Can diverse golf club workforce outperform homogenous workforce?
You could ask, what is wrong with this or why isn’t it totally a positive news.
Well, basically this is a very good news that there are more and more women in senior positions in golf clubs. However, if you read the statistics of the Golf Club Managers Association from 2015 then you will see that only 20% of golf club managers are women in the UK. According to my sources, GCMA today has got 221 female members (in club management positions) out of their total 1130 active members. So we can say, there were no changes in the last two years.
In 2009 it was even less: 15% (189 full female members and 62 female assistants). Add to this that only 14% of England golfers are women (Scotland: 13%, Wales: 12%; Source: KPMG – Golf Participation Report for Europe, 2016).
This low level of women’s participation in golf and golf club management is not typical solely to the golf club industry. Women are accounting for an average of just 12% of executive teams in the United Kingdom.
I have just read the Grant Thorton International Business Report 2016. This report found that:
- 24% of senior roles are held by women (e.g. HR directors: 23%, CFOs: 21%, CMOs: 11%) in the world, but also in the EU;
- 33% of businesses have no women in senior management
The McKinsey study (Diversity Matters) found that companies in the top quartile for gender or racial and ethnic diversity are more likely to have financial returns above their national industry medians. Although they admit that greater gender and ethnic diversity in corporate leadership doesn’t automatically translate into more profit.

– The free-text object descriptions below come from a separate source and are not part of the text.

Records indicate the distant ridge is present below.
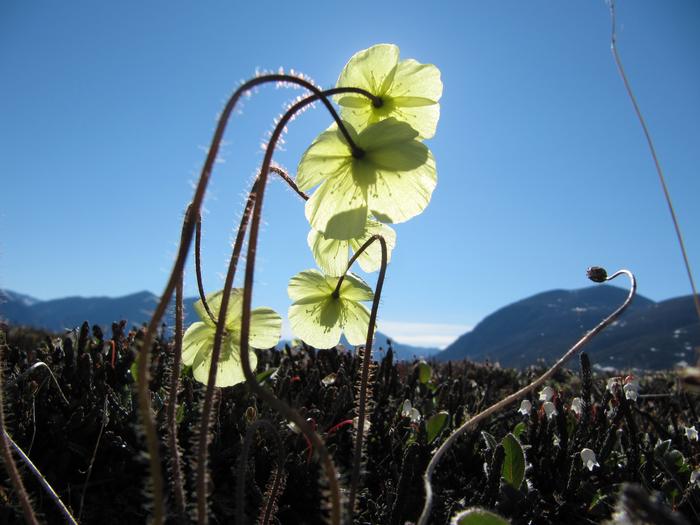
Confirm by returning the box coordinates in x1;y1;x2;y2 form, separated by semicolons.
3;287;698;368
437;285;699;370
0;289;440;361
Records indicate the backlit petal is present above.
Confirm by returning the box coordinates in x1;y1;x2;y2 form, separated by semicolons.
296;126;353;191
305;171;368;241
288;269;334;304
289;298;343;349
341;299;372;346
308;229;350;277
349;220;396;273
248;307;282;349
182;322;213;366
368;150;436;224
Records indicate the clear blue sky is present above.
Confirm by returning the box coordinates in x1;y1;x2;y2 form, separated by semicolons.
2;1;699;347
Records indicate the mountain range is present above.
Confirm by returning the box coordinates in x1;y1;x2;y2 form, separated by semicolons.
0;289;439;361
437;285;699;370
1;287;698;369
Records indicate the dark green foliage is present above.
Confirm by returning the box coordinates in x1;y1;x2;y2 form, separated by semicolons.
1;324;699;524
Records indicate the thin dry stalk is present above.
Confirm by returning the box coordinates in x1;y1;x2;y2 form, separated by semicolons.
416;268;637;525
609;0;700;323
5;431;77;524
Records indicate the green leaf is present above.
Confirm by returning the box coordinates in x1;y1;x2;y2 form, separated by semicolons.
451;507;511;525
481;431;498;451
417;360;432;384
588;490;607;512
256;367;277;384
175;403;185;425
512;422;526;440
427;411;449;444
501;433;525;489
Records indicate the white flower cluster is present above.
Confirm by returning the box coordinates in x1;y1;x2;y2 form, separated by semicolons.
606;375;639;401
517;386;558;419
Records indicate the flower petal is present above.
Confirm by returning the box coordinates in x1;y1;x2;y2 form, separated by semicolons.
191;335;257;388
296;126;353;191
340;299;372;346
288;269;334;304
389;59;442;139
182;322;213;366
350;220;396;273
368;149;436;224
308;229;350;277
194;289;244;331
305;170;368;241
336;44;400;97
309;219;396;276
248;307;282;349
359;117;420;151
337;272;374;302
389;103;441;141
391;58;443;100
288;298;343;349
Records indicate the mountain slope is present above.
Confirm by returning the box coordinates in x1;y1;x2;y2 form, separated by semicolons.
438;286;698;369
0;290;440;359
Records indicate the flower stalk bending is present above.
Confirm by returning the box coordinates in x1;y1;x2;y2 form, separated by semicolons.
416;268;637;525
135;73;375;525
192;86;379;525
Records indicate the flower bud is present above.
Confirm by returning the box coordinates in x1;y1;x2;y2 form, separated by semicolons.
586;266;608;283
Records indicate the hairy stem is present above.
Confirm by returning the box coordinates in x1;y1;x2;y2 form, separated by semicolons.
416;268;637;525
193;166;308;326
136;74;375;525
195;210;217;325
342;235;388;517
233;86;377;525
194;85;376;525
166;205;192;522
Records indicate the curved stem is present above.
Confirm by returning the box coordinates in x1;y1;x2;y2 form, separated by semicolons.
193;166;308;326
194;86;376;525
6;361;69;406
609;0;700;323
416;268;637;525
342;235;388;517
231;86;378;525
167;205;192;521
195;210;217;325
136;76;375;525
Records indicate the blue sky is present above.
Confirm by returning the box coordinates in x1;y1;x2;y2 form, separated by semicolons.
1;1;699;348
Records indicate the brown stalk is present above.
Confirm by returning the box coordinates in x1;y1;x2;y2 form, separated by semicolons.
166;205;193;522
332;235;388;517
416;268;637;525
135;73;377;525
609;0;700;323
194;86;377;525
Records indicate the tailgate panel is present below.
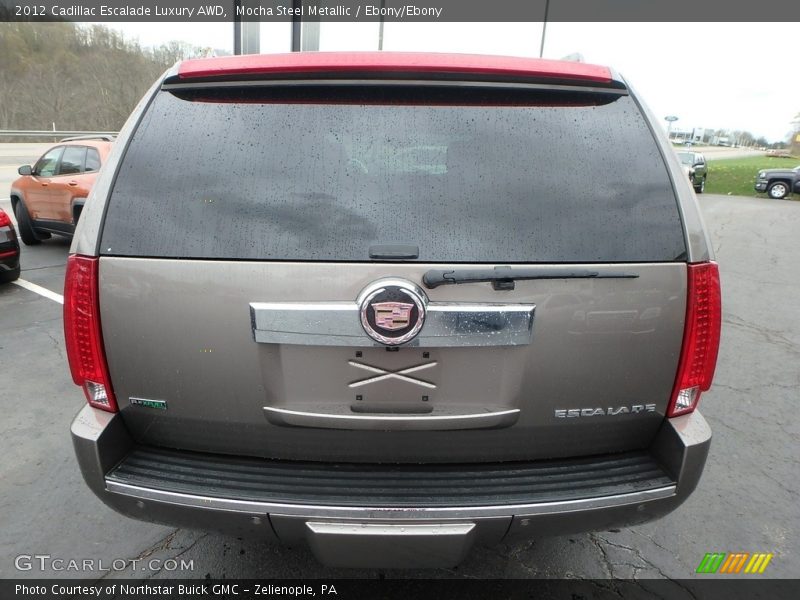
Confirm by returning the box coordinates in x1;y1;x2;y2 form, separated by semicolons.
100;258;685;463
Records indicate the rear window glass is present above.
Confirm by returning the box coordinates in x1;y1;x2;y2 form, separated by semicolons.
101;86;686;263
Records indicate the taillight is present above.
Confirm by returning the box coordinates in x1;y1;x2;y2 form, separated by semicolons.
63;255;118;412
0;209;12;227
668;262;722;417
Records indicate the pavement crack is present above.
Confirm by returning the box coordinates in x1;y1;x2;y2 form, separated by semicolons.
710;415;749;436
20;264;68;272
437;567;481;579
581;579;626;599
593;535;700;599
143;532;209;580
44;330;65;360
134;529;181;561
757;469;798;497
710;213;734;256
588;532;615;578
724;270;798;288
95;529;181;581
723;313;800;356
630;530;685;566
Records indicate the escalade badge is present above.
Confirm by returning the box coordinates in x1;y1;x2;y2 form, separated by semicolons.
358;279;427;346
554;404;656;418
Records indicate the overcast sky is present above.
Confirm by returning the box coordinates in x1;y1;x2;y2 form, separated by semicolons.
101;21;798;142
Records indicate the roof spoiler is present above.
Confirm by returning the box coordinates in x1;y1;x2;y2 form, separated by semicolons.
165;52;628;93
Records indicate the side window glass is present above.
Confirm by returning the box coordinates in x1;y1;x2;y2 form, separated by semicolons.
85;148;101;172
34;147;64;177
58;146;86;176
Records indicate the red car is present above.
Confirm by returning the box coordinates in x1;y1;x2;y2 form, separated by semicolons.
0;208;20;283
10;137;113;245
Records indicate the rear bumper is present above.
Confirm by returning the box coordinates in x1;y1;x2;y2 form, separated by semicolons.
0;251;20;273
0;228;20;272
72;405;711;568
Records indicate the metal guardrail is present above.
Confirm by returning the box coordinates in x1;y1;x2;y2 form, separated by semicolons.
0;130;119;139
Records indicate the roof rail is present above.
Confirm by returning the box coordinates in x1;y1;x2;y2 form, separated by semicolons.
59;134;116;142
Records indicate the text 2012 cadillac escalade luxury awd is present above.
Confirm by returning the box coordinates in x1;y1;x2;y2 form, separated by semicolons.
66;52;721;568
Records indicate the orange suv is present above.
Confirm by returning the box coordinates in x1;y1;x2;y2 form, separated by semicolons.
10;136;113;245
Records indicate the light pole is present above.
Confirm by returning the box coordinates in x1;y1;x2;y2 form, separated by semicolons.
378;0;385;50
665;115;679;141
539;0;550;58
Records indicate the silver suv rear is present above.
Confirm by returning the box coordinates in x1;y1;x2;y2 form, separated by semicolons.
67;52;721;568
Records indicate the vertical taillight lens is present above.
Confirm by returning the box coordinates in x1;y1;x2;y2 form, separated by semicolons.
63;255;118;412
668;262;722;417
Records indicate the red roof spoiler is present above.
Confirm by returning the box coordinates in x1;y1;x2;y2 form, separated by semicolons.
177;52;614;85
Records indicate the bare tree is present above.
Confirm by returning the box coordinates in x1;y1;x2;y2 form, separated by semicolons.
0;22;202;132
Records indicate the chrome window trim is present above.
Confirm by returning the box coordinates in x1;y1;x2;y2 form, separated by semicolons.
105;481;676;520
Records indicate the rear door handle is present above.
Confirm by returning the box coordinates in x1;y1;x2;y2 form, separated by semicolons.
68;181;78;186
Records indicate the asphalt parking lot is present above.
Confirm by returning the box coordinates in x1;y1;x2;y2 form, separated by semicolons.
1;145;798;584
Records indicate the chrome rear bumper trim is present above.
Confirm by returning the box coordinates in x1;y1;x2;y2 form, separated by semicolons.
307;522;476;536
105;481;676;520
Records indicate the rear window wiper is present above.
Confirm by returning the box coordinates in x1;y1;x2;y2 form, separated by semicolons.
422;266;640;290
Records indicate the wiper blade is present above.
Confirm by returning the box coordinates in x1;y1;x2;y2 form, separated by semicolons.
422;266;639;290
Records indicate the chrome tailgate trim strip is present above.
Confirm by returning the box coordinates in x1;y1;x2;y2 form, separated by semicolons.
263;406;520;431
250;301;535;347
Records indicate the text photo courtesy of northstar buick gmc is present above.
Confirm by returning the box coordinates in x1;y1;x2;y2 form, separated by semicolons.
65;52;721;568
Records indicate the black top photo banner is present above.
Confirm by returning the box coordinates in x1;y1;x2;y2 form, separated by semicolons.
1;0;799;23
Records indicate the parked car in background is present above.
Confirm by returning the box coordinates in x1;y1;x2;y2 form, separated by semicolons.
10;136;114;245
676;151;708;193
0;208;20;283
754;165;800;199
766;149;793;158
67;52;720;569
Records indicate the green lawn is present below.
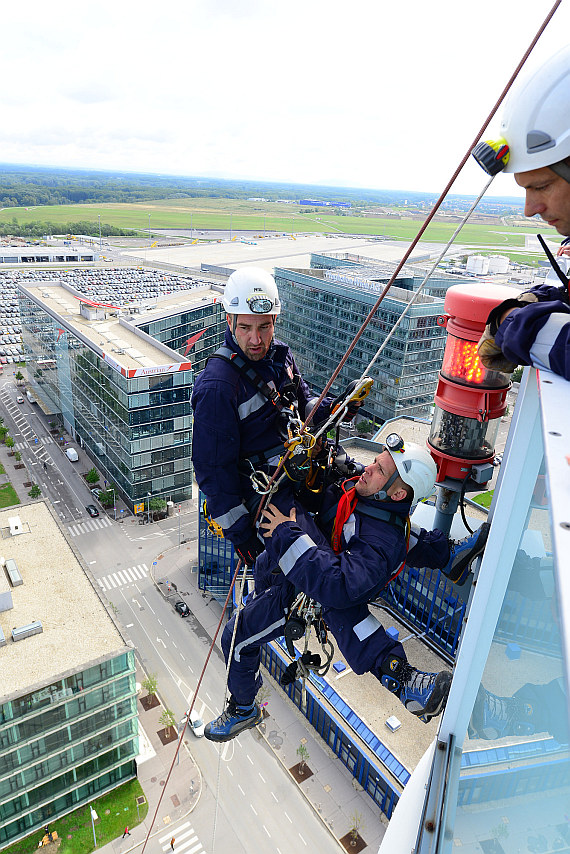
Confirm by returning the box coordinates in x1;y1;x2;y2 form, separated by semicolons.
0;463;5;475
0;481;20;508
2;779;148;854
472;490;494;509
0;197;552;251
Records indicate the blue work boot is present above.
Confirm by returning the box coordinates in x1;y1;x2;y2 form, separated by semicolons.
469;685;535;740
442;522;490;584
380;657;452;722
204;697;262;743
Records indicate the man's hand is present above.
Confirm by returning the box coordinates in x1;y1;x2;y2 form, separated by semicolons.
259;503;297;538
477;325;518;373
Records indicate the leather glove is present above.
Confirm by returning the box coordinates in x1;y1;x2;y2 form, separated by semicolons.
234;532;264;566
477;293;539;373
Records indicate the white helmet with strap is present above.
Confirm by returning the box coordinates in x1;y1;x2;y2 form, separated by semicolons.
500;45;570;179
222;267;281;316
375;434;437;503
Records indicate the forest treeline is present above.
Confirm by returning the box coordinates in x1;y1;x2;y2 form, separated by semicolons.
0;220;137;238
0;164;441;208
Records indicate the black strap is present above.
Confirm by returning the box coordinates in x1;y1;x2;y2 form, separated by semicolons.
537;234;570;288
319;485;407;533
210;346;283;408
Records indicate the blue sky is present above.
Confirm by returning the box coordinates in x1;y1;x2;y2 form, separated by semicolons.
1;0;568;196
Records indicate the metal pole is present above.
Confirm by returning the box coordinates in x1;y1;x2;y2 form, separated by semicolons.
178;505;181;548
90;806;97;848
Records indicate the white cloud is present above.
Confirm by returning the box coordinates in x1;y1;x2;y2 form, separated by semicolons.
0;0;568;195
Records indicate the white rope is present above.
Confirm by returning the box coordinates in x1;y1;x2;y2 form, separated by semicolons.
312;175;495;441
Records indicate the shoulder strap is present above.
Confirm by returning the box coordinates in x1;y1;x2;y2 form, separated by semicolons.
209;346;282;409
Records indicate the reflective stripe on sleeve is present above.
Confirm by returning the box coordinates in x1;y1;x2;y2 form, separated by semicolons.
353;613;382;642
529;313;570;371
279;534;316;576
213;503;249;529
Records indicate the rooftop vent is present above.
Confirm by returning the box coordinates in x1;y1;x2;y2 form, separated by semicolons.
12;621;43;642
0;627;6;648
8;517;24;536
5;558;22;587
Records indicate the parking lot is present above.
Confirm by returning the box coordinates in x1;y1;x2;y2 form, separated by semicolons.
0;267;217;367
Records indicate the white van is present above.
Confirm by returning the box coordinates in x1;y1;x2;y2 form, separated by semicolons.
65;447;79;462
26;390;35;403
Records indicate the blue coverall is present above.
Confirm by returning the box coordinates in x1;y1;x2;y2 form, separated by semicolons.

The very same study (Diversity Matters) found that in the United Kingdom, greater gender diversity on the senior-executive team corresponded to the highest performance uplift in their data set: for every 10 percent increase in gender diversity, EBIT rose by 3.5 percent.
I think, if golf clubs could have more women in their management they will have better chances to attract women to golf and in general female golfers. Therefore, female GMs and club managers have also got a role model task in addition to the regular club manager duties and tasks.
Golf clubs with more gender diverse workforce will more likely to be able to respond to a rapidly changing business environment than a homogenous one.
Such diversity in the golf club workforce could help golf clubs in many ways:
- Attract and retain talents,
- Strengthen customer orientation,
- Improve customer experience,
- Increase employee satisfaction,
- Enhance the image of golf and of the golf club.
Did these stats change your thoughts about developing a diverse golf club workforce?